Grey introduced himself and the rest of the Council as the creature politely nodded and smiled, careful not to show its teeth.
“My name is Ace,” he said. “I’m the commander of the fleet in orbit around your planet. We’re here to help.”
“Oh behalf of the International Council and the people of Earth, I’d like to thank you for coming to our planet’s aid,” responded Grey.
“Please don’t thank me yet,” said Ace. “This was just the first wave. More of these creatures are on their way to Earth. What you saw was a scouting party designed to test your defenses. Since we met them, the Rexx’s commanders will throw their entire fleet at us and bring in reinforcements.”
“And without your help, we’d be facing an all-out global invasion right now.”
Ace half-shrugged in reply.
“Now you call these aliens the Rexx? What are they?” asked Grey.
“We’ve sent you most of the information we have on them. The Rexx is just a codename based on the astronomical coordinates of their territory. They don’t call themselves anything like that, if they call themselves anything at all.”
“Why are they here?” asked Councilor Jensen.
“They were sent to exterminate the human species.”
“Sent? By who?” asked Grey.
“Somebody wants humans exterminated?” jumped Hertz. “Why?”

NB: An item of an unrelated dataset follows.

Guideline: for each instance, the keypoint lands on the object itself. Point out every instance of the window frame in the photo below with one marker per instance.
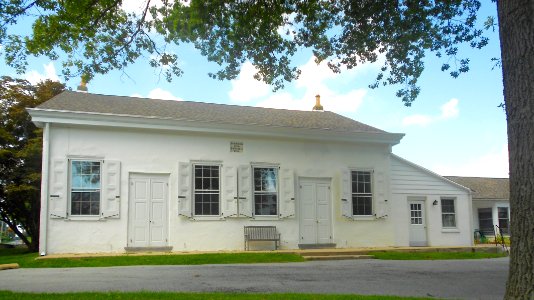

“Well, there seems to be a misunderstanding of cosmic proportions at play here,” sighed Ace. “You see, the alien species that controls the Rexx feel that humans pose a threat to them.”
Grey’s face froze with a alarm.
“Who are you Ace?” he asked.
“Have you ever heard of Mars Expedition 37?” Ace raised his brow with a teasing smirk.
“The mission that disappeared in the early 2100s? It’s a storied part of space age folklore and we still hear all kinds of conspiracy theories and wild guesses about why those astronauts went missing over the years. How do you know about it?”
“Because you’re looking at the mission scientist.”
A hush fell over the conference room.
“But that would make you…” started Councilor Silvis, “over 1,400 years old.”
“Yes. Yes, it would,” agreed Ace.
“How could that even be possible? The longest recorded human lifespan is 332.”
“I’ll have to fill you in on quite a bit. From what the crews of the Terra Firma Project have been telling me, you never call anymore…” Ace smiled ominously, bearing the pair of fangs which now functioned as his canines.